Adrien Grassard : Nous avons décidé avec l’équipe de prendre notre temps, de ne pas nous précipiter. Pour l’instant, nous avons prévu d’ouvrir à la mi-septembre et de proposer une première programmation sur cinq mois. Cela permet une grande souplesse, notamment en cas de reconfinement. Une partie des spectacles qui se joueront la saison prochaine sont des reports. Nous avons essayé, autant que faire ce peut, de reprendre les pièces qui n’ont pu être présentées en raison de la fermeture des lieux de culture. Puis avec Rémi, nous avons assisté à de nombreuses représentations professionnelles afin d’aller à la rencontre d’artistes, d’œuvres, de textes. Puis, nous avons mis en place ce nous avons appelé Café-Projet. Tous les lundis de mars, entre 10 et 13h, nous avons donné la possibilité aux compagnies qui le souhaitent de venir nous présenter leur projet en cinq à dix minutes. L’opération a eu un franc succès. Pour nous, c’est une approche plus qu’intéressante car elle permet de voir la personne, d’appréhender un peu plus concrètement son processus créatif. Et à eux, cela leur permet de découvrir le lieu, d’en découvrir le potentiel.

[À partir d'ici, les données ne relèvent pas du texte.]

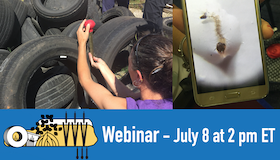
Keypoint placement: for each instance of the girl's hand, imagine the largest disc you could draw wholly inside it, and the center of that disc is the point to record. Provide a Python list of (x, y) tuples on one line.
[(83, 33), (97, 63)]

Rémi Prin : Après avec Adrien, nous avons pris le temps de prendre connaissance de tous les dossiers et de répondre à chacun de manière personnalisée. Nous avons mis un point d’honneur à cet engagement. Pour les jeunes compagnies, c’est important les retours extérieurs, surtout pour les refus. Quant aux spectacles qui ont retenu notre attention, nous avons ensuite demandé à leur faire passer une audition. Petit à petit, nous avons construit la programmation. Par ailleurs, les mercredis après-midis, nous avons mis en place un partenariat avec Rue du conservatoire pour une sorte de feuilleton théâtral à partir de textes, de pièces avec les jeunes artistes sortant d’écoles de théâtre ou du conservatoire en présentiel ou via podcast.
Adrien Grassard : Un de nos principes a été aussi d’aller au-delà du CV, et de prendre connaissance de l’ensemble du projet. C’est comme cela que nous avons dégoté quelques pépites, embarqués par la présence des comédiens, des artistes. On hâte d’annoncer la programmation, de faire partager nos coups de cœur, de lancer enfin le nouveau théâtre Les Déchargeurs. La saison commencera d’ailleurs avec la cinquième édition du festival Court mais pas vite, dont Emmanuelle Jauffret et Rémi Prin s’occupent depuis 2017, et qui présente six spectacles en cours de création et propose un accompagnement complet d’une année (production, diffusion, administration, communication, technique, relations publiques,…) pour le lauréat du prix du jury.